I was listening to Fresh Air a while back, as I am apt to do on my way home from work. She was interviewing some fisheries expert. He was talking about how the oceans are being over-fished. We’re catching and eating them faster than they can reproduce. Obviously that has some major ramifications that are affecting the delicate balance of the oceans' ecosystems. 

But before getting into that, I though it was interesting how the fishing industry is getting us to eat fish we didn't use to eat.  One way is to just change it's name.  Would you eat a slimehead?  Well, that's what orange roughy used to be called.

Another example is monkfish. They try to make sure that hardly anyone ever sees it with its head on, cause if you did, you sure as hell wouldn’t eat it.  Turns out, he was fucking right.
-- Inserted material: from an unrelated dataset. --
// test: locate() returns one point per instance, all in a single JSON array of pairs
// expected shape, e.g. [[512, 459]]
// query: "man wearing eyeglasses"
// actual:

Remember that delicate balance?  The fish they are catching-out normally eat smaller fish. With fewer predators, the smaller fish population is growing like crazy, and eating more plankton, which normally takes care of all the algae. With little or no plankton to eat the algae, it’s starting to take over parts of the ocean. Kinda like when I used to have a swimming pool, and I let the water sit over the winter without treating it. Not a pretty sight.

So, no more fish for me.  To save our oceans, I'm swearing off seafood.  From now on, I am making the ultimate sacrifice and will eat nothing but rib-eyes.